My understanding of Tantra

Chipati – Skeletons dance – Tibetan Buddhist symbol celebrating ‘change’

I used to believe that Tantra was a collection of techniques to make you an amazing lover. There is some of that.

I used to think that in a Tantra workshop somebody would give you some exercises to learn different ways to stroke your cock, to stimulate the prostate and maybe to use the breathing to boost your sexual performance. There can be some of that too.

I had read the book The multiorgasmic man, by Mantak Chia and I thought that Tantra was all about being able to edge for ages and achieve amazing orgasms without coming. Certainly that is a possibility.

What I did not suspect is that even the most amazing techniques require of an open heart, a beginners’ mind, an ability to let go and a mind that can be present. A mind that is on your side. A mind that does not call for perfection, dramatises or that feels stressed in sex -and in life-.

Most of us would have encountered times in which sex does not go according to plan: the erection does not work, you come too quickly or you never come, you feel overwhelmed.

What about when you think your lover is sexier than you?, or you feel intimidated to bottom or to top?, you feel inadequate?…. The stories are endless.

There is a common marker in all those stories: you can not allow for your body (and your mind) to relax, to let yourself go, to play, to enjoy, to be present, without your mind chatting and fears coming to you.

‘If it happens in your sex, it happens in your life‘ (Jason Tantra)

This is an interesting idea: what role do you feel sex has in your life?, how often do you use sex as a distraction or escapism?, do you feel sex makes you feel happier, closer, more intimate with your partner or better in yourself?, do you have sex at all?, is sex important for you?, does sex stress you?…

Do you feel that you present yourself authentically as who you are in sex or issues such as shame or worry to be accepted happen?
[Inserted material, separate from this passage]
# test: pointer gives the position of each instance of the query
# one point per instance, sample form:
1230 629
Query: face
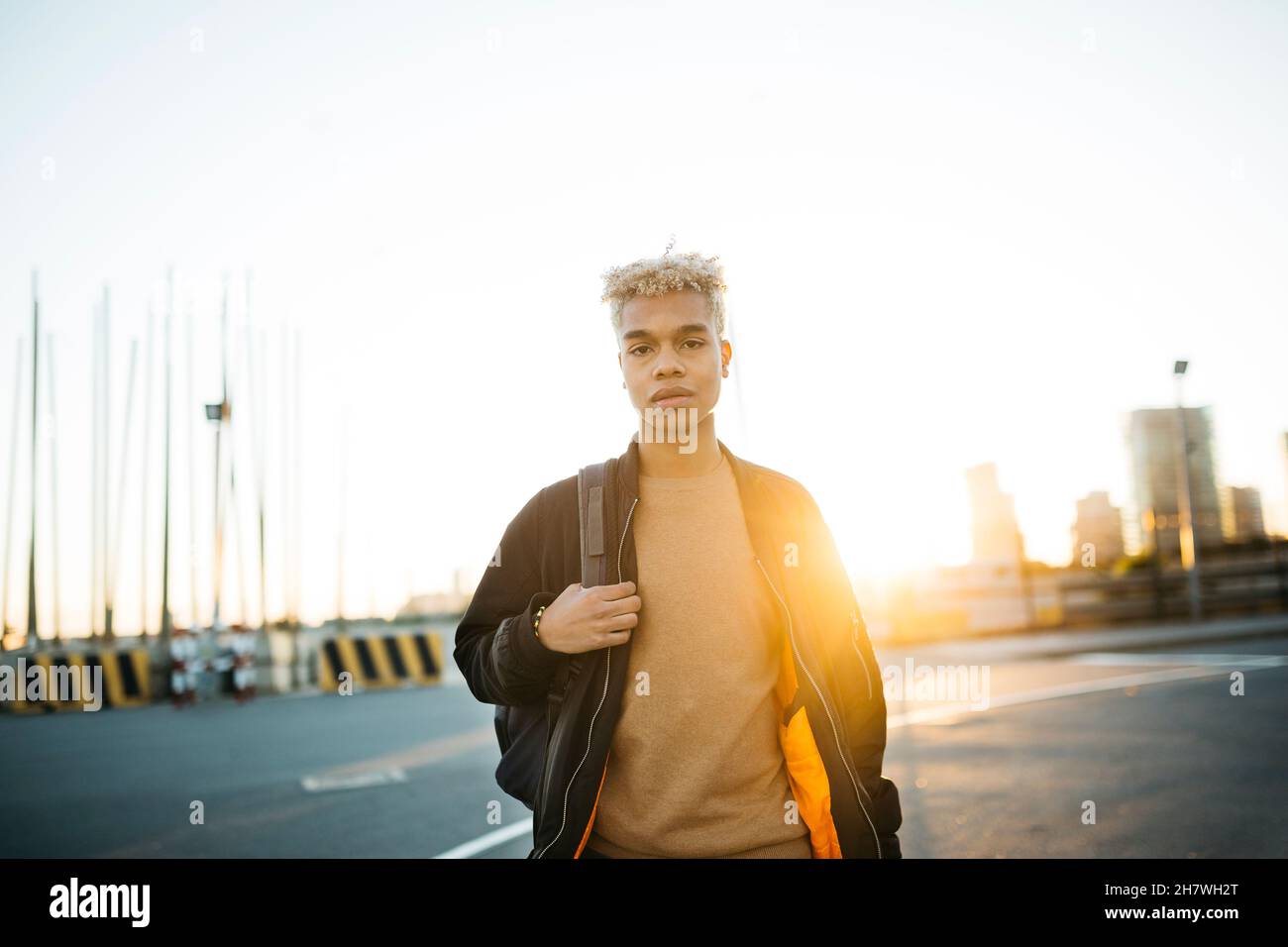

And then, how much of any of that happens in your day to day life?: how much in your day you feel you need to escape, to distract yourself?, you feel less or more than others, you need to be perfect, you get stress about life/work, you feel angry for the way other performs, you feel angry for the way you feel perceived?.

The invitation here is for you to reflect on: how much in reality your sex is connected/disconnected from the rest of YOUR life?


The idea that we have of Tantra in the West comes as part of the Sexual revolution and counter culture movements in the 1960s. In reality this is what we call ‘Neotantra’ and has very little to do with the original ‘Tantra’ religion that appeared in India in Medieval times.

Neotantra (so now commonly named ‘Tantra’) borrows from some of the principles commonly used in Buddhist meditation: be in the present moment, work towards being free from negative judgement and most importantly be kind to yourself and to others. It challenges your ego and helps you to reflect to grow as a better version of yourself.

Sex becomes a place to develop these principles by exploring longer full body multiple orgasms, increased sensitivity and an ability to let go. Sex then becomes a metaphor of your day to day life: ‘if it happens in your sex, it happens in your life’.